Despite Neil Marshall's departure from the director's chair, THE DESCENT editor Jon Harris manages to step in and provide all of the same great aesthetic, claustrophobia, and sheer terror that the 2005 surprise hit delivered four years earlier. PART 2 (as opposed to 2) becomes a powerful statement going in to the sequel, as this genuinely feels like the second half to THE DESCENT's whole.
The action picks up immediately where the original left off, as Sarah returns to the remote caverns with a rescue team that has been assigned to locate the missing climbers after they failed to report back from their trip. Their mission brings them face to face with more subterranean terrors, as they must survive through cave-ins and the monsters hiding in the dark.
Outside of Sarah's convenient memory loss and the obvious negligence in forcing an amnesiac into a search and rescue operation, the plot serves as an excellent approach in continuing the story. The filmmakers have set out to create a reversal of many of the essential themes driving the first film (loss of humanity, destruction of friendships, and others), which they have succeeded in in every way possible. PART 2 also earns a high level of legitimacy in the return of the entire original crew, as well as its two female leads in Shauna Macdonald and Natalie Mendoza. This is taken a step further in the reprisal of the original score and Neil Marshall's attachment as Executive Producer. Building on the continued theme of female empowerment, we also find that the men of THE DESCENT: PART 2 are weak, helpless, and impulsive, where the women remain strong, intuitive, and resourceful.
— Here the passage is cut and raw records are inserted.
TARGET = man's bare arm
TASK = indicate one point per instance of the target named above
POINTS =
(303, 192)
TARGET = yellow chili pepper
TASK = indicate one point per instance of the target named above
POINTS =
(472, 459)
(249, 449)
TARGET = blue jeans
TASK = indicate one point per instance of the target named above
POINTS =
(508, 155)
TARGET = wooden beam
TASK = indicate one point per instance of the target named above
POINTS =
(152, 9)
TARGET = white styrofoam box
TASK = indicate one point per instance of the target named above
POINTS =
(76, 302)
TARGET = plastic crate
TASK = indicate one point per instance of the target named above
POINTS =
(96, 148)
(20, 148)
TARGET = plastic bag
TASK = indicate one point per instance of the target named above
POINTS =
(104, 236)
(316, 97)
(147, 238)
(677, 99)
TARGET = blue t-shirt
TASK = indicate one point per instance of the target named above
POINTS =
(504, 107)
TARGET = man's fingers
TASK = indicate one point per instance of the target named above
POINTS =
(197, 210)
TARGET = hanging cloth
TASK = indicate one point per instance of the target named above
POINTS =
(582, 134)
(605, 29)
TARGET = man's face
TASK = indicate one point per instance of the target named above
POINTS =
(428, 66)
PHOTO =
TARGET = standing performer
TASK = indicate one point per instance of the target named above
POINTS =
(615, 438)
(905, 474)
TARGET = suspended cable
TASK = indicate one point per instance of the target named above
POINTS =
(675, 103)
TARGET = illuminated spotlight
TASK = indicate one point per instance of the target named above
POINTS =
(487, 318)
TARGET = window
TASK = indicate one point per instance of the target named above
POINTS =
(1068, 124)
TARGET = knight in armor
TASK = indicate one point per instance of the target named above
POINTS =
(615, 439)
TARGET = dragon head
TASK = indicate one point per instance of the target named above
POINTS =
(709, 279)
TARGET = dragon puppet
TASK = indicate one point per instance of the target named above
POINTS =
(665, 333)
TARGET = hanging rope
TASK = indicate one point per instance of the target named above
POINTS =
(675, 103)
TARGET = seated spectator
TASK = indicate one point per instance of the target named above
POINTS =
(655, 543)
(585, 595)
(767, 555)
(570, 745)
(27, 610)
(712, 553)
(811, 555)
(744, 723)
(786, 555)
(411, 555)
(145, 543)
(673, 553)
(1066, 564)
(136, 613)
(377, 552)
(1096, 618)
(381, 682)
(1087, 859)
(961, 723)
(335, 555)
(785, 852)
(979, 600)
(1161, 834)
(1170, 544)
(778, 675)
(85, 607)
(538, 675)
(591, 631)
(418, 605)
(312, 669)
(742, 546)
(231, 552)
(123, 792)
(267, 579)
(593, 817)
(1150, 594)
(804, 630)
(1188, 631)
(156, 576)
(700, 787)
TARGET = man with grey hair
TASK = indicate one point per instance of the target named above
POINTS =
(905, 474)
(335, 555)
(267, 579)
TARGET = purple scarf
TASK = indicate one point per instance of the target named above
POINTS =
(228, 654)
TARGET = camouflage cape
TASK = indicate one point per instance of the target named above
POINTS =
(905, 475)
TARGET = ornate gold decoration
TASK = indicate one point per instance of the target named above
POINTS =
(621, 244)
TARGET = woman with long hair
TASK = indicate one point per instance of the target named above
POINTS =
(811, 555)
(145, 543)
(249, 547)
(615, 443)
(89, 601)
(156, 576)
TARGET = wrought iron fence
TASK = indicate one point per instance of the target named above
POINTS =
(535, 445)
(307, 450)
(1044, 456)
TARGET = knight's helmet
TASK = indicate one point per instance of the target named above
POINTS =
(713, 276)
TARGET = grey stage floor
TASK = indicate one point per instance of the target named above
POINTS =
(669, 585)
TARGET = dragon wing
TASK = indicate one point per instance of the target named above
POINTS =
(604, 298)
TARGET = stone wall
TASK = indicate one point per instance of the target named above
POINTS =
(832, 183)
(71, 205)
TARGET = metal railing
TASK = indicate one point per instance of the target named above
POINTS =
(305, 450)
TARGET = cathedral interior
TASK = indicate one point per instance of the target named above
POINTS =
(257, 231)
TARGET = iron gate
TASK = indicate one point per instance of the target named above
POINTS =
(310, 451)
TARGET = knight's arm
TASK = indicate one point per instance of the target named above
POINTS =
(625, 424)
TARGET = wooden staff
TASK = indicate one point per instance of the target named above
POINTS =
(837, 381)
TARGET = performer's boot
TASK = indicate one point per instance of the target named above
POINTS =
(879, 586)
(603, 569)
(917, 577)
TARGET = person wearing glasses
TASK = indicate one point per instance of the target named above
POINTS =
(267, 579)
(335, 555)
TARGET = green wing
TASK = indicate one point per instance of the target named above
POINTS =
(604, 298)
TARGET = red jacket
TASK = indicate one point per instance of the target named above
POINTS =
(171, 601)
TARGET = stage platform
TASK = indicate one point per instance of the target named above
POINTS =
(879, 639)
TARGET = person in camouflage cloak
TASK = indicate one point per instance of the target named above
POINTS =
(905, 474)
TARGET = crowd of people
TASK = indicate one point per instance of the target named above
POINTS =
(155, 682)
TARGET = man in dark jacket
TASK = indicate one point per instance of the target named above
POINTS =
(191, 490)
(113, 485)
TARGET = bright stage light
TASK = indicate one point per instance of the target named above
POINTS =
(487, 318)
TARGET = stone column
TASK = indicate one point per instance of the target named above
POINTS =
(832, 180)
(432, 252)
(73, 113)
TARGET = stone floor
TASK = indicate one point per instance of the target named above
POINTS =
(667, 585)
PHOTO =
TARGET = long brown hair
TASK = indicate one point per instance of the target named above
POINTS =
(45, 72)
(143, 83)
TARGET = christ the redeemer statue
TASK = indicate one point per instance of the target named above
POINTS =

While Harris does attempt to recreate many of the successful scares from Marshall's film, he has created a fresh palette of unique and perfectly crafted thrills that give his work a life of its own. Skeptical fans of THE DESCENT will be pleasantly surprised and shocked at many of the terrifying jumps the same way that they will enjoy the nauseating tension and suspense generated as the rescue workers squeeze through the impossibly tight passageways. The cave crawlers are just as fierce and menacing as they were before, but they still only pose half of the threat compared to the many cave-ins, dead ends, and suffocating quarters. Sarah's character arc is just as integral to the story of this second film as it had been previously, and Macdonald continues to shine in the role as she rebuilds much that was lost in her last cave dive. In addition, PART 2 packs on the gore in all the right places, without ever relying on it to mask any deficiencies in the plot.
THE DESCENT: PART 2 may be one of the strongest series sequels to come out of the last decade, taking each of the successful elements of the original film and expanding them even further. It is that much more surprising that the film was not given a theatrical release, but it can expect to see a growing rise in interest on DVD.